EDITORIALE

novembre 2014

Le sfide dell’Europa non possono aspettare” è il motto della nuova Commissione europea insediatasi da poche settimane. Un’affermazione sulla quale non può che esserci un totale accordo da parte di tutti coloro che credono nel progetto europeo. Diversa è la situazione quando si entra nel merito del “come” affrontare queste sfide.
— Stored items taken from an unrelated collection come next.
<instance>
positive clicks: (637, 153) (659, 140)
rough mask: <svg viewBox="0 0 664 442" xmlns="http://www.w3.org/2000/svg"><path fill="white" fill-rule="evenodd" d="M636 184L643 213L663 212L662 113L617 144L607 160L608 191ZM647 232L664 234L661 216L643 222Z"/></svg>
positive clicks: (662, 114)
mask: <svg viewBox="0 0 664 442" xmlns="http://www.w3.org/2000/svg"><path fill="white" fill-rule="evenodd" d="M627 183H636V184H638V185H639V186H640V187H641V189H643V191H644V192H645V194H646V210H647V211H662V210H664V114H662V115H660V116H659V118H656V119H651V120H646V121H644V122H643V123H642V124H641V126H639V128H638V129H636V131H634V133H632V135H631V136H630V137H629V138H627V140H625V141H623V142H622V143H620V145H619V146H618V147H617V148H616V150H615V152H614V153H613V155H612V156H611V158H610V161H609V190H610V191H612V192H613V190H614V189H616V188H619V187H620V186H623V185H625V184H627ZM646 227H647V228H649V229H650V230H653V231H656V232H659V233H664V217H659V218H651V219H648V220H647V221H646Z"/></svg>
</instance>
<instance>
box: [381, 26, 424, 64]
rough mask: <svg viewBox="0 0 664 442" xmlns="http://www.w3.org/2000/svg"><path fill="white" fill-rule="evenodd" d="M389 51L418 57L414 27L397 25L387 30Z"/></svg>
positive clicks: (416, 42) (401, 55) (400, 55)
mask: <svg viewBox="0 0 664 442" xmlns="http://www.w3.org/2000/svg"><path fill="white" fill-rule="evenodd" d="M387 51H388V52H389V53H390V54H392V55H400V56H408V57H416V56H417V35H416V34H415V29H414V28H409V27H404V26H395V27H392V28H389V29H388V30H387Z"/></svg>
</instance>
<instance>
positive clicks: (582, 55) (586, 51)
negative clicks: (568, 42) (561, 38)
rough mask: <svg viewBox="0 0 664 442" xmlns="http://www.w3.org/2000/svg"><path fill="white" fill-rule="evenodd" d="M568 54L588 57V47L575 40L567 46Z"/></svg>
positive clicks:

Oggi, alla fine di un 2014 che ha segnato il completo rinnovamento delle istituzioni europee, le sfide principali riguardano una situazione economica in stallo, che dopo una lieve ripresa nel corso del 2013 è tornata a essere stagnante nel 2014 con previsioni non proprio ottimistiche per il 2015. Una situazione occupazionale preoccupante, perché se è vero che nell’ultimo anno la disoccupazione nell’Ue è leggermente diminuita, è altrettanto vero che la lentezza di questa diminuzione e la qualità dei nuovi posti di lavoro creati (oltre la metà a tempo determinato e sempre più precari) fanno pensare a una strada ancora molto lunga per tornare ai livelli pre-crisi. Poi c’è una situazione sociale difficile, al limite della sostenibilità, con un aumento della precarietà e delle disuguaglianze e un quarto della popolazione a rischio di povertà ed esclusione sociale.

Qualcosa indubbiamente non ha funzionato nelle politiche di riforma adottate per affrontare la crisi, perché forse si è riusciti a salvare il sistema finanziario ed evitare il fallimento dei bilanci pubblici, ma a che prezzo?  «I decisori politici europei non possono più permettersi di negare i rischi e i pericoli delle loro politiche di austerità e di deregolamentazione» sostiene la Confederazione europea dei sindacati, secondo cui «negare la realtà non è più un’opzione, perché altrimenti gli europei continueranno ad essere segnati dalla disoccupazione di massa, da elevati livelli di povertà e dall’aumento delle disuguaglianze per il prossimo futuro». Anche l’Organizzazione internazionale del lavoro (Oil-Ilo), nel suo recente Rapporto Social protection global policy trends 2010-2015, ha osservato che «molti governi in Europa e altrove hanno imboccato la via del risanamento di bilancio con una prematura contrazione della spesa pubblica, nonostante il bisogno urgente di sostenere i più vulnerabili», mentre in alcuni casi tali politiche sono state prese «come soluzioni tecnocratiche quasi in assenza di consultazione», cosa che «ha spesso portato ad una mancanza di comprensione da parte dell’opinione pubblica, a tensioni e a conseguenze negative dal punto di vista sociale ed economico».

Ora, al di là delle diverse opinioni sulle soluzioni da adottare per affrontare le sfide europee, è il metodo auspicato dall’agenzia dell’ONU per il lavoro che potrebbe costituire una via efficace: «I governi, i datori di lavoro, i lavoratori e la società civile devono riunirsi nel quadro di un dialogo nazionale per garantire una ripresa socialmente responsabile, orientata verso una crescita inclusiva, la protezione sociale e la giustizia sociale». Già, potrebbe.